LANGDON, Mo. (DTN) -- Farmers once protected themselves from commodity market price swings through diversification. That's because producing a wide range of products -- including both crops and livestock -- protected the bottom line. This year's View From the Cab farmers have adopted that philosophy, relying on a comprehensive skill set, including diversity, to help temper difficult years ahead.
With a degree in Animal Science from Illinois State University, View From the Cab farmer Chase Brown of Decatur, Illinois, knows the value of a good solid education combined with experience. "I worked on a purebred Angus cattle operation. One of the premier herds in the country. That was just as important as my education," he said.
Decatur is a good place to be for just about anything relating to agriculture. "I'd say we are about as flat and black as it can get," Chase explained. The Brown family has been in Macon County since 1906. That's where Chase lives and works alongside his father David and uncle Joe. Chase and his wife Ashley have a 1-year-old daughter, Audrey.
For diversity's sake, Chase has a herd of 30 Hereford brood cows whose calves will be sold for show or as seed stock, or marketed as freezer beef, and about 30 pigs that will be fed and sold direct to local consumers. A new calving barn at his house lets Chase check cows at calving time with a short walk across the road.
Serving as dealers for Beck's Seed helps Chase and Ashley lock in another earning opportunity. But diversity doesn't stop there. "We're one of the few producers around here who grow alfalfa and wheat," Chase told DTN.
Something else sets Chase apart. "We plant a lot of cover crops after wheat. We gave up planting double-crop soybeans because we found we got more value out of cover crops."
That's partly because he sells cover crop seed to his neighbors. "I have just about anything a guy would want, alfalfa, grass, milo and forage crops" he said. "My best customers are the livestock guys. They're about the only guys who are warm and fuzzy when a seed salesman comes by."
A custom baling business offers more diversity along with hay sales. "We sell a lot of horse hay. We have a good variety of big squares, big rounds, and small squares," Chase said. But the last couple of years have been too wet for good quality hay. "The window was pretty small (in 2015). We lost our first cutting alfalfa. We turned it into cow hay, and not very good cow hay at that."
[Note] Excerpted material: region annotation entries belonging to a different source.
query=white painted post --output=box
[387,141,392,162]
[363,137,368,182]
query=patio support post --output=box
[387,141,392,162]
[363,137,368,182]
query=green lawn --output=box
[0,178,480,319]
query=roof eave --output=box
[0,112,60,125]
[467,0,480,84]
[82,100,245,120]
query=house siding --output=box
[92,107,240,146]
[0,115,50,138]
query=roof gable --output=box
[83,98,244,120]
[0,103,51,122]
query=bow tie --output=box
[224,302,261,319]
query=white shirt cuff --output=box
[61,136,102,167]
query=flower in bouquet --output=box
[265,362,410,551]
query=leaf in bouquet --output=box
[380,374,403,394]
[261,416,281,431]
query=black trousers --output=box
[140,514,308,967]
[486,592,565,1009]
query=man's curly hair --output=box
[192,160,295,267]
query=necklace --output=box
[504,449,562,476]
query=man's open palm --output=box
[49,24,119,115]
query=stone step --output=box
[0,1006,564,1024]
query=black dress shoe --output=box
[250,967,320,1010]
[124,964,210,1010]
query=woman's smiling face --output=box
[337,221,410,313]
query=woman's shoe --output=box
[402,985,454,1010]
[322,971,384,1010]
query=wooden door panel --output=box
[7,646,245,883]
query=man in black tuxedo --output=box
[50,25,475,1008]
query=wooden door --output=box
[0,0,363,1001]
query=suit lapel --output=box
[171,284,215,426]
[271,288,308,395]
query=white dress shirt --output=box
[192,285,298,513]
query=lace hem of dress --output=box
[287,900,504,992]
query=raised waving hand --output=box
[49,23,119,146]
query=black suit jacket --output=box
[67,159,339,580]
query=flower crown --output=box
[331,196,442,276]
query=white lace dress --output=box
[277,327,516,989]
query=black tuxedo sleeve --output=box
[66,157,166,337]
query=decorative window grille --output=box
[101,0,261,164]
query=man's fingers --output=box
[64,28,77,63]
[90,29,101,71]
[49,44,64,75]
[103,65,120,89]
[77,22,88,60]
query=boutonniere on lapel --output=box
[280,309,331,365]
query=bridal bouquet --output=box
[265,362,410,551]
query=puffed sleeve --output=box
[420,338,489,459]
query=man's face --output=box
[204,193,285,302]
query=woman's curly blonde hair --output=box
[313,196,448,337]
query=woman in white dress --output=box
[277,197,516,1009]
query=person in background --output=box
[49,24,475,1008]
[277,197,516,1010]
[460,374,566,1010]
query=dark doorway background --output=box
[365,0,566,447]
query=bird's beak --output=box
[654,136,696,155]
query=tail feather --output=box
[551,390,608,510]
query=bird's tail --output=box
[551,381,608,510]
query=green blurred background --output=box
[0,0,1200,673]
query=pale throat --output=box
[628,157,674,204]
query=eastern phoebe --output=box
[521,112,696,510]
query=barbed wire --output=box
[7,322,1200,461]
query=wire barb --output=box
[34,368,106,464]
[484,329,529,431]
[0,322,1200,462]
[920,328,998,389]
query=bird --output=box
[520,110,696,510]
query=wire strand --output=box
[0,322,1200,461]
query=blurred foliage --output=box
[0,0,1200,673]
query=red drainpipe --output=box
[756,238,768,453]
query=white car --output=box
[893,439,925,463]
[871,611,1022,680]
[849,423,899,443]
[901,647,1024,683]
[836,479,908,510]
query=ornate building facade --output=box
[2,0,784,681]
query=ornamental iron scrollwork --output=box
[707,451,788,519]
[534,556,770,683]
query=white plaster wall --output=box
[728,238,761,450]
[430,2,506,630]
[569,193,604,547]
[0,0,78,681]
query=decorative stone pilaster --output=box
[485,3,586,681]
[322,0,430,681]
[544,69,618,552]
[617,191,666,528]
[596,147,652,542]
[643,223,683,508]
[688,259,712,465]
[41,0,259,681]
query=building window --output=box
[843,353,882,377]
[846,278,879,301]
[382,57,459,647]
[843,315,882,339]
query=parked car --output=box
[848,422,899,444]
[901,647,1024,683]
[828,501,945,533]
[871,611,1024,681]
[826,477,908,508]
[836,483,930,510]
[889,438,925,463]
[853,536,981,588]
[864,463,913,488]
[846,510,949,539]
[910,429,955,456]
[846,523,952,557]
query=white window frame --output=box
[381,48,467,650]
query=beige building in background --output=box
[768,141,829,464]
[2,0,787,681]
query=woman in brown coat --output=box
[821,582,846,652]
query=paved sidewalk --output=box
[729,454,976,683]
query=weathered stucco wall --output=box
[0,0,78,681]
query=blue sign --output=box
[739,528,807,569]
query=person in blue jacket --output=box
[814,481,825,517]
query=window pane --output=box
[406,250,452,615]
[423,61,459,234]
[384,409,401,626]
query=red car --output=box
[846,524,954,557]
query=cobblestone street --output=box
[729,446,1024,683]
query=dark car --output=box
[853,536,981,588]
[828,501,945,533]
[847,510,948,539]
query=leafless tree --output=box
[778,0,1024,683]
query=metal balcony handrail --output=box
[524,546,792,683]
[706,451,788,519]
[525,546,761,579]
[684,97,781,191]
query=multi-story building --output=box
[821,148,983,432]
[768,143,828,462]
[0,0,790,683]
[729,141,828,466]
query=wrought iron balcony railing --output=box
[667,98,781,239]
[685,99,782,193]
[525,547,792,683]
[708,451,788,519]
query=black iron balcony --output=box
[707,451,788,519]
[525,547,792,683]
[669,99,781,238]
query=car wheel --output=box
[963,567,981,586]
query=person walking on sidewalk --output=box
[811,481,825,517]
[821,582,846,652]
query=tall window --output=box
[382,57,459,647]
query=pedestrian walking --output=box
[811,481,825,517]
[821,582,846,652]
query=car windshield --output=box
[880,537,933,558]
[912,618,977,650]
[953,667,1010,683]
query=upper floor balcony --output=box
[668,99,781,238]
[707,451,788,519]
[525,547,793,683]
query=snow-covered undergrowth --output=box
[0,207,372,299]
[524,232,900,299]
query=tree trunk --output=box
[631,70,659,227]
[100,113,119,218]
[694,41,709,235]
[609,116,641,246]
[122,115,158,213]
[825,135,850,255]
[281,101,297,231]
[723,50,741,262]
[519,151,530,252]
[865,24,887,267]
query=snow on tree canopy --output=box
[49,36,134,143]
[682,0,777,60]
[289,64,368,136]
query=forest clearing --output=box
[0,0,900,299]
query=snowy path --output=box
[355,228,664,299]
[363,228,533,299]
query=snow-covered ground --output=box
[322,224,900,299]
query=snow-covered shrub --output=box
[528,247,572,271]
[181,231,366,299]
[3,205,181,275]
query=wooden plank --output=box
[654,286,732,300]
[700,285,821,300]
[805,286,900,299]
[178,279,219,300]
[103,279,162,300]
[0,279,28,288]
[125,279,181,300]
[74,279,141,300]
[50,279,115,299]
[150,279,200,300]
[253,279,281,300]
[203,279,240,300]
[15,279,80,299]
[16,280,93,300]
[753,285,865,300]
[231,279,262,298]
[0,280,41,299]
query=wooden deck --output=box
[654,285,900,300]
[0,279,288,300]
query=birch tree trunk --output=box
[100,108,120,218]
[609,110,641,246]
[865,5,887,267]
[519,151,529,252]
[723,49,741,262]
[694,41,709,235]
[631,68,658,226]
The Browns also raise seed soybeans for Beck's.
Chase told DTN he and Ashley would like to own their own farm, but high land prices have forced them to push that goal back for now. "It's pretty competitive. A year ago, land was selling for $12,000 an acre. Nothing has sold lately but everything listed is at $10,000 or more."
Like land prices, cash rents are down -- but not much. "Cash rents are all over the place at $250 to $400 per acre," Chase estimated. Some agreements include a variable bonus payment based on per acre gross with upside protection for landlords.
With crop prices lower, are landlords offering to cut farmers some slack? "I think as a whole, landlords are saying, 'Sorry, but I can rent to somebody else down the road,'" Chase explained. There's always an exception, though, and Chase told DTN that tough as it is, some landlords are willing to work with farmers.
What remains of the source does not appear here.